India's Chief Economic Advisor (CEA), V Anantha Nageswaran, on Friday, 29 August 2025, said that the country is retaining its GDP growth rate despite the heavy 50% tariffs imposed by US President Donald Trump, reported the news agency PTI.
In a press conference on Friday, CEA Nageswaran said that, looking at the ‘resilience’ in the April-June quarter growth rates, the Ministry of Finance retains its growth rate expectations in the range of 6.3% to 6.8% for the Indian economy's financial year 2025-26.
“Despite the reciprocal tariffs and penal tariff (imposed by the US), and after seeing the resilience of Q1 growth we are retaining the growth rate projections for current fiscal at 6.3-6.8 per cent,” Nageswaran told the media on Friday.
The annual economic survey, which was tabled in Parliament ahead of the Union Budget, also mentioned that economists are predicting a GDP growth of 6.3% to 6.8% for the 2025-26 fiscal year.
According to the agency report, Nageswaran hopes that the aggregate demand growth in the Indian economy should hold up in the upcoming quarters as the country will now focus on the GST rate cut and festive season demand to boost consumption.
Nageswaran on Trump Tariffs
The Chief Economic Advisor said the government is not expecting ‘significant’ downside risks to the GDP growth due to the high US tariffs.
“Not expecting significant downside risks to GDP growth due to high US tariffs,” CEA V Anantha Nageswaran told the media on Friday.
Nageswaran also called the impact of the high US tariffs on India's economy ‘short-lived’.
US President Donald Trump has imposed a total of 50% tariffs on all imports from India on top of the baseline 10% tariff rate for all goods imported into the United States.

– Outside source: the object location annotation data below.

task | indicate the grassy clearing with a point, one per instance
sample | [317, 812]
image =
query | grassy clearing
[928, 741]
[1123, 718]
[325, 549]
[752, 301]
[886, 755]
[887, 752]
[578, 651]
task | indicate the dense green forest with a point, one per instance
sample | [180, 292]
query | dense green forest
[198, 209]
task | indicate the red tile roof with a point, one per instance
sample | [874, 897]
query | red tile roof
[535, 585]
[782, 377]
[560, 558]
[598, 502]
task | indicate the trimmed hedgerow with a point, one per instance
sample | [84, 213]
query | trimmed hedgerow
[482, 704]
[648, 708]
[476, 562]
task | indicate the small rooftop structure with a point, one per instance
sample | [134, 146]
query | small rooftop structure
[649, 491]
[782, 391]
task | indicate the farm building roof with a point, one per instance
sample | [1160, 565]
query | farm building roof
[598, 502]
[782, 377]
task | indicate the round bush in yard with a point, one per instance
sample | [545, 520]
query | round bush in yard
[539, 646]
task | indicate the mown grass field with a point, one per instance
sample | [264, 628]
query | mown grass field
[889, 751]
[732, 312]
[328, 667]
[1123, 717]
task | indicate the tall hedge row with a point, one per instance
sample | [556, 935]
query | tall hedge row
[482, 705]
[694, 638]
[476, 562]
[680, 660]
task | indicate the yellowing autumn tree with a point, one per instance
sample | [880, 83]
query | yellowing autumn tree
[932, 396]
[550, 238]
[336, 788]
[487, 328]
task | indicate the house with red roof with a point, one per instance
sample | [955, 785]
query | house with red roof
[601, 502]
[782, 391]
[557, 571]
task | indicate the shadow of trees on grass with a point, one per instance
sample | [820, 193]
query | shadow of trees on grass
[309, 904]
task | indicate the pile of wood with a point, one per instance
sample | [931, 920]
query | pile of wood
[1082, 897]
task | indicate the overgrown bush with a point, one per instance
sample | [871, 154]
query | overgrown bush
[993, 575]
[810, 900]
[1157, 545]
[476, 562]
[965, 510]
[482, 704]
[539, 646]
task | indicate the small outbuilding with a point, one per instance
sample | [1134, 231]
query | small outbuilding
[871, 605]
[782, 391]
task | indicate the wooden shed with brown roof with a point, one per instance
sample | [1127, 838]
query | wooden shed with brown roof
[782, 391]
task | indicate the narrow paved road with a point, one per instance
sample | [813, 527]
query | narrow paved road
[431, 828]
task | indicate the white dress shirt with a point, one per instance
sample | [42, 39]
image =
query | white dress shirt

Mint reported earlier that US President Donald Trump, ahead of his 1 August 2025 tariff deadline, imposed 25% initial tariffs on India. Later, he signed an executive order adding 25% additional tariffs on all imports from India, which became effective on 27 August 2025.
Trump cited India's oil trade with Russia and the nation's high tariffs on the US as the reason behind the heavy import duties.
India's GDP Snapshot
Mint reported on Friday that the Indian economy recorded a 7.8% gross domestic product (GDP) growth in the first quarter of the 2025-26 fiscal year due to continued lower inflation. This marks a 40 basis point increase from the 7.4% GDP growth rate in the previous quarter.
“India’s real GDP surged by a robust 7.8% in Q1 of FY 2025-26, well above the 6.5% recorded a year earlier, signalling strong momentum at the very start of the fiscal year. The services sector added further strength with 7.6% real GVA growth, reflecting deepening dynamism across key areas,” said Sanjay Nayar, the president of industry body — Associated Chambers of Commerce and Industry of India (ASSOCHAM), according to an ANI report.
“This encouraging performance underscores India’s resilience and adaptability, reaffirming its vibrant growth trajectory and ensuring the nation will confidently sail through prevailing global headwinds,” he said.